Selective inactivation of alpha(1B)-adrenoceptor (AR) by the site-directed alkylating agent chlorethylclonidine (CEC) has been used as one of major pharmacological criteria to subclassify alpha(1)-AR; however, the mechanism for the differential CEC sensitivity of the two subtypes is uncertain, and the extent of CEC inactivation varies depending on the treatment employed. In this study, we examined the correlation between the subcellular localization of alpha(1)-AR subtypes (alpha(1A) and alpha(1B)) and CEC sensitivity. Constructing alpha(1)-AR tagged with the FLAG epitope at the amino terminus and/or green fluorescent protein (GFP) at the carboxyl terminus, we examined the subcellular distribution of alpha(1)-ARs expressed in COS-7 cells. Flow cytometry analysis showed that most populations of GFP-expressing alpha(1B)-AR cells, but very few GFP-expressing alpha(1A)-AR cells, were detected by the anti-amino terminus antibodies. The immunocytochemical and GFP-fluorescence confocal micrographs showed that alpha(1A)-ARs predominantly localize intracellularly, whereas alpha(1B)-ARs localize on the cell surface. Furthermore, CEC (10 mu M) treatment of intact cells resulted in an inactivation of approximately 42% of alpha(1A)-ARs and 93% of alpha(1B)-ARs, whereas treatment of the membrane preparations resulted in an inactivation of approximately 83% of alpha(1A)-ARs and 88% of alpha(1B)-ARs, respectively.
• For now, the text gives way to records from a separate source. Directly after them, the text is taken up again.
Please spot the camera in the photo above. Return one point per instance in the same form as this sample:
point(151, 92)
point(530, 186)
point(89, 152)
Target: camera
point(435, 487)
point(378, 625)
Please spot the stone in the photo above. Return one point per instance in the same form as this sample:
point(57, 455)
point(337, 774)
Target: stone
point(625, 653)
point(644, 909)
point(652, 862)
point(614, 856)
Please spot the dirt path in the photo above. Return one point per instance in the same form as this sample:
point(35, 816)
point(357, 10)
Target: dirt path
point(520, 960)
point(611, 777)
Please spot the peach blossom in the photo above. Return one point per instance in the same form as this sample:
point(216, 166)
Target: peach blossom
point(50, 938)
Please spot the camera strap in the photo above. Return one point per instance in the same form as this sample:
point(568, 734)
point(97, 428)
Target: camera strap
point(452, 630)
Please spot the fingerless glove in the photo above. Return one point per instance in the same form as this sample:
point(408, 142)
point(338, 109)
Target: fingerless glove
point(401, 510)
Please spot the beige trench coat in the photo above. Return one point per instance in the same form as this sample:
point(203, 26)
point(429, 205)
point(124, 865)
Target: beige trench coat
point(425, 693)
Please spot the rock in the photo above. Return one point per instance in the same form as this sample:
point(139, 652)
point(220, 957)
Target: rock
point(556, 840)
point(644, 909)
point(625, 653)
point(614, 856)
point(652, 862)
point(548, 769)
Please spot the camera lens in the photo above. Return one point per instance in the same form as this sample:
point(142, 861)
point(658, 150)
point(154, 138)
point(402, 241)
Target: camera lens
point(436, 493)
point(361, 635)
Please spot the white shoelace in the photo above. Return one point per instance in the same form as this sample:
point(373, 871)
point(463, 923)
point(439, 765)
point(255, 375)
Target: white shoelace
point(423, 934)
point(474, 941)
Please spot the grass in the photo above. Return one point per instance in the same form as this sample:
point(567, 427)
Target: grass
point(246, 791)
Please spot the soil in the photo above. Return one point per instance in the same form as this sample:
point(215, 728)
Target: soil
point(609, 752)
Together, the results showed that a hydrophilic alkylating agent CEC preferentially inactivates alpha(1)-AR on the cell surface irrespective of its subtype, and that the subtype-specific subcellular localization rather than the receptor structure is a major determinant for CEC inactivation of alpha(1)-AR. Subtype-specific subcellular localization suggests an additional class of functional properties that provide new insight into drug action.